Cela fait 70 ans que laboratoires publics et privés essaient, en vain, de mettre au point. Et dans le meilleur des cas, ce n’est pas avant 2014 que le premier vaccin contre la dengue, développé par le français Sanofi, pourrait être enregistré … puis lancé l’année suivante. Les premiers bénéficiaires devraient en être les pays émergents, a assuré ce mercredi 13 juin, la filiale vaccins du laboratoire français, lors d’une conférence à Bangkok, en Thaïlande. "La priorité sera donnée aux pays endémiques d’Asie Pacifique, d’Amérique latine et des Caraïbes", explique Jean Lang, responsable du programme de R&D sur la dengue de Sanofi Pasteur.

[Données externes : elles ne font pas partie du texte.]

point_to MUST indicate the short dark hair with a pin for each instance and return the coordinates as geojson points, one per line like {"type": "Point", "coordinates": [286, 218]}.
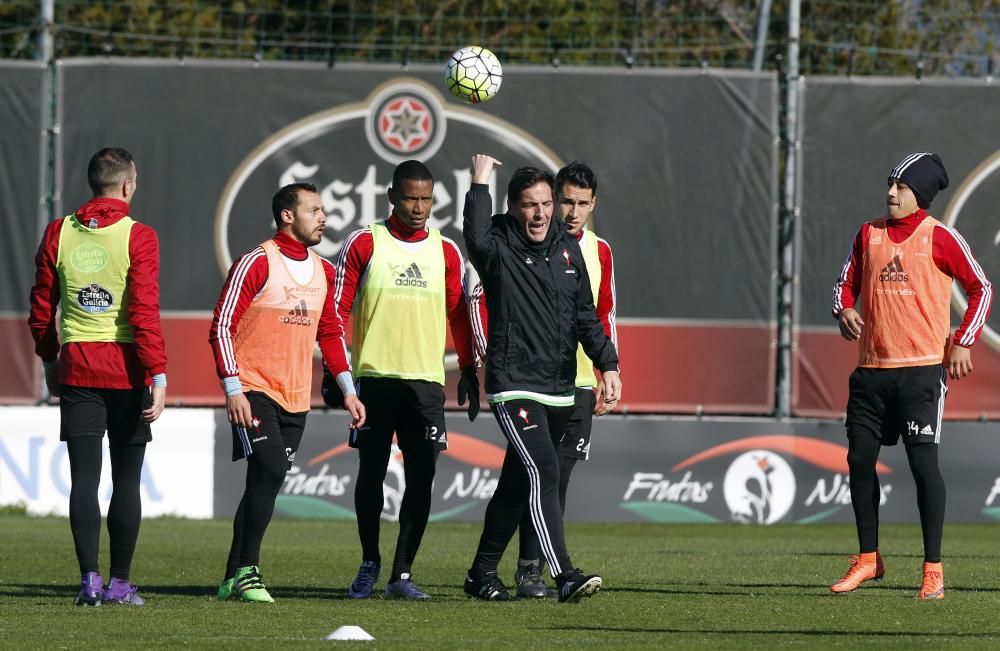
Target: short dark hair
{"type": "Point", "coordinates": [578, 174]}
{"type": "Point", "coordinates": [107, 169]}
{"type": "Point", "coordinates": [410, 170]}
{"type": "Point", "coordinates": [525, 177]}
{"type": "Point", "coordinates": [287, 198]}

Une démarche inhabituelle. Car les laboratoires pharmaceutiques développent généralement en premier lieu pour les pays développés, plus solvables. Mais dans le cas de la dengue, la situation est plus complexe. 55% de la population mondiale vit dans des zones présentant un risque de développer cette maladie tropicale (deuxième plus importante après la malaria), transmise par le moustique tigre. Or il s’agit, en grande majorité, de pays à faibles ou moyens revenus.
"Nous avons réalisé un important investissement avec ce vaccin (un milliard d’euros de R&D en quinze ans, ndlr), nous voulons faire des profits responsables mais nous avons la possibilité d’utiliser un mécanisme de prix différencié avec des organismes internationaux pour aider les pays défavorisés à introduire le vaccin, assure Jean Lang à L’Usine Nouvelle. Ce sera discuté entre les ministères de la Santé, de chaque pays, les fournisseurs de soin et nous."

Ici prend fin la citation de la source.